Была суббота, поэтому я надеялся, что он будет дома, а не по пути на футбольный матч. Я стукнул по двери железным молоткомк. Они были слишком элитными, чтобы иметь электрический звонок. Я ожидал увидеть новую девушку-помощницу по хозяйству, но, может быть, он уже выкинул ее в водосток или отправил домой на пароме в Ньюхейвене, потому что женщина, которая вышла мне навстречу явно была из тех, кто мог бы стать его женой. Она открыла и спросила, кого я ищу.  

— Я пришел навестить мистера Хорликстона. Меня прислали из офиса.

— Я полагаю, вы имеете в виду Харлакстона.

— Это верно. Я так и делаю.

У нее было узкое, нежное лицо с тонкими чертами, и для женщины лет под тридцать она выглядела бы моложе, если бы не морщины вокруг глаз и в уголках рта. Тем не менее, в ней было то сочетание беспокойства и привлекательной внешности, которое привлекло меня, хотя трудно было понять, какая женщина не подтолкнула бы меня к этому. Моя мать была права, когда сказала, что мне никогда не следует лысеть.

— В субботу?

— Это важно.

Она была темноволосой и голубоглазой, но фигурой не отличалась. Джеффри утомил ее своими постоянными стояками, а когда она ему надоела, он довел ее до изнеможения своими шашнями с секретаршами и домашней прислугой. Я почти развернулся и собрался уйти, не выполнив того, что затеял, не зная, сделал ли я это, потому что боялся, что она позвонит в полицию — подозревая, что я звонил, чтобы ограбить дом, но передумал, увидев кого-то в в ее лице или потому, что мне очень хотелось разоблачить ее мужа и доставить ей удовольствие увидеть, что ему впервые в жизни пришлось расплатиться за один проступок.

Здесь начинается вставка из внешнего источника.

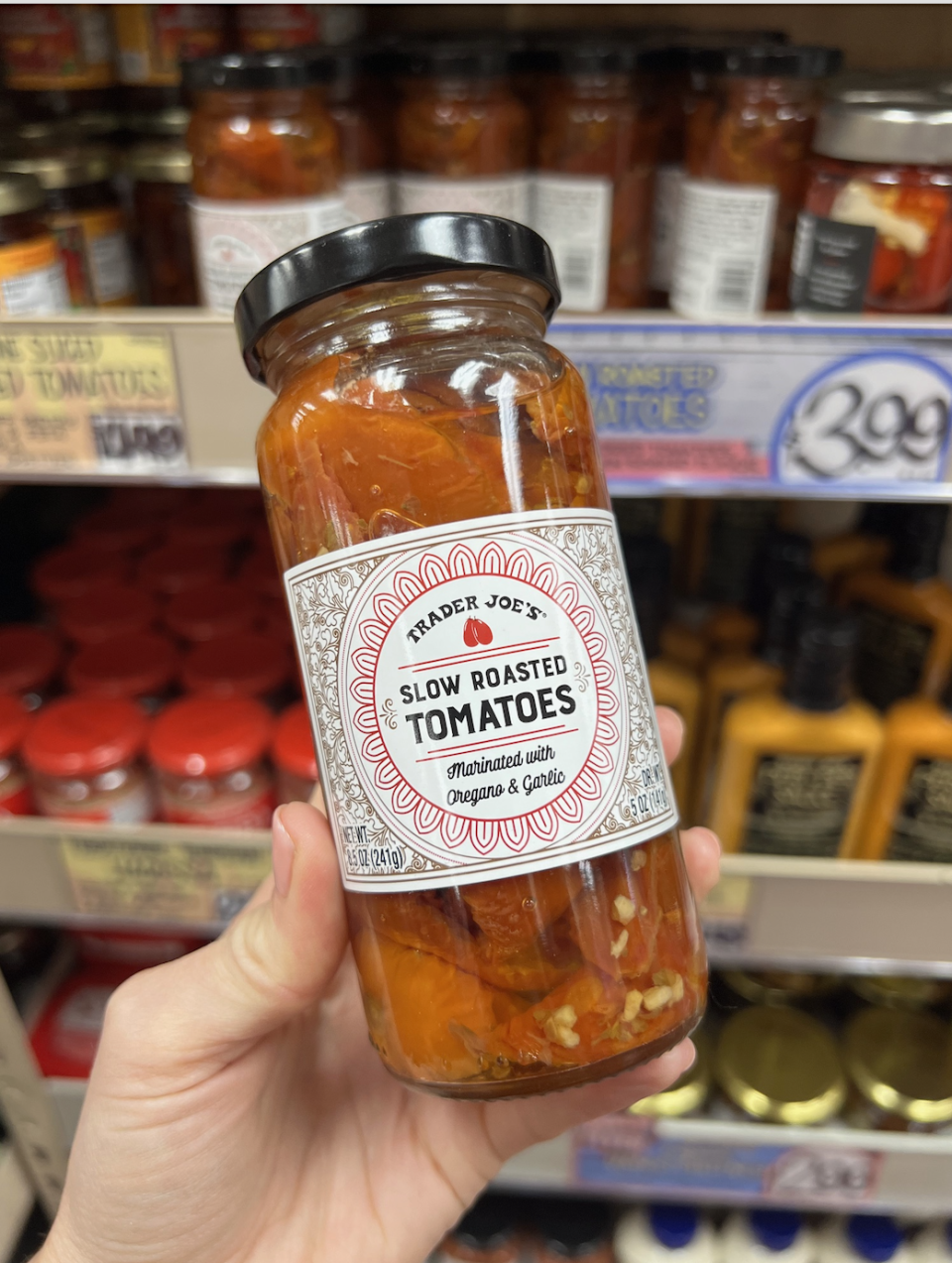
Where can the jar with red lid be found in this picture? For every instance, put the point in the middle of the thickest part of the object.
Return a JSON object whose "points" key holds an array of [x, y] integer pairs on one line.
{"points": [[77, 569], [875, 231], [83, 755], [246, 665], [180, 568], [209, 757], [142, 666], [462, 134], [211, 611], [747, 152], [15, 795], [29, 662], [107, 613]]}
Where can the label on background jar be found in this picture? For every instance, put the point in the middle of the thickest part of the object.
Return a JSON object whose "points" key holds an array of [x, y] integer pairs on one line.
{"points": [[722, 249], [573, 213], [368, 197], [505, 195], [32, 279], [799, 804], [891, 656], [664, 220], [234, 240], [480, 699], [922, 829]]}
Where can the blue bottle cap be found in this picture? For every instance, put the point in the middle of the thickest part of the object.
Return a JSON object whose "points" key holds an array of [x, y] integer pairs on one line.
{"points": [[874, 1236], [674, 1226], [775, 1229]]}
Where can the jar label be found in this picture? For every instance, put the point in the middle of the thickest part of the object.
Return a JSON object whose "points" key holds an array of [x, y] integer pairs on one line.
{"points": [[722, 249], [479, 698], [234, 240], [505, 195], [573, 213]]}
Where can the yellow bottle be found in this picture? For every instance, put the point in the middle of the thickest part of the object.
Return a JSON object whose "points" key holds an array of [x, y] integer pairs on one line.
{"points": [[795, 769], [905, 614], [909, 815]]}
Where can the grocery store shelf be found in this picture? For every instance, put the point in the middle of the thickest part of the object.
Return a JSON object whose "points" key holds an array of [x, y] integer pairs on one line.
{"points": [[743, 1164], [777, 406], [768, 911]]}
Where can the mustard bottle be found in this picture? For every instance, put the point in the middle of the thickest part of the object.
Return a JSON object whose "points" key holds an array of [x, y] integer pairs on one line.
{"points": [[795, 769], [905, 614]]}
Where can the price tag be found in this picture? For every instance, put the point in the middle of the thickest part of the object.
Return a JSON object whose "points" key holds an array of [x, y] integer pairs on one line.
{"points": [[77, 399], [162, 880]]}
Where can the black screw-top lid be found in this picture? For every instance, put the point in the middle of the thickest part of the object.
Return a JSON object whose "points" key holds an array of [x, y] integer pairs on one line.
{"points": [[394, 249], [791, 601], [770, 61], [821, 669], [916, 541], [650, 561], [236, 72]]}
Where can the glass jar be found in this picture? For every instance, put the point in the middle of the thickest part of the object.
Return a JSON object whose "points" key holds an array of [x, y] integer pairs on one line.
{"points": [[15, 795], [596, 154], [522, 921], [294, 755], [267, 166], [86, 218], [875, 231], [900, 1070], [462, 135], [32, 278], [83, 759], [779, 1065], [142, 666], [208, 753], [162, 179], [747, 151], [29, 662]]}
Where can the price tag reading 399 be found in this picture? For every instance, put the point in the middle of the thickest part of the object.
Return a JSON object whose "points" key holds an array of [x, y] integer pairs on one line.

— Интересно, почему они не позвонили? Никогда раньше за ним не посылали в субботу.

— Я знаю. Но там все горит. Кто-то ворвался, облил художественный отдел бензином и поджег спичку.

Она вошла в дом, а я стоял, засунув руки в карманы, как будто собирался ждать весь день. Но Джеффри пришел немедленно. Это был коренастый мужчина с короткими светлыми волнистыми волосами и довольно помятым  лицом, одетый в брюки, рубашку и ковровые тапочки. Его серые глаза сверкали от беспокойства, но я не мог понять, было ли это следствием просмотра его коллекции марок или смятия юбок его последней помощницы по хозяйству, пока она собирала игрушки ребенка с пола его спальни.

— Что случилось?

— Я не знаю, что вам сказала ваша жена, — сказал я, — но я здесь от имени Марии де Соузы, вашей португальской служанки. Помните? Я не хотел говорить об этом при вашей жене.

Он резко отодвинулся назад, чтобы закрыть дверь перед моим носом, но я наполовину проник внутрь и крепко удержал ее.

— Я хочу сказать вам, что она беременна.

Он засмеялся, расставив ноги и откинув голову назад, как будто я рассказал ему шутку, отмеченную наградами на Универсальном конкурсе шуток. Он показался мне таким хорошим человеком, что на мгновение я понял, что меня бы здесь не было, если бы Бриджит не заставила меня пообещать.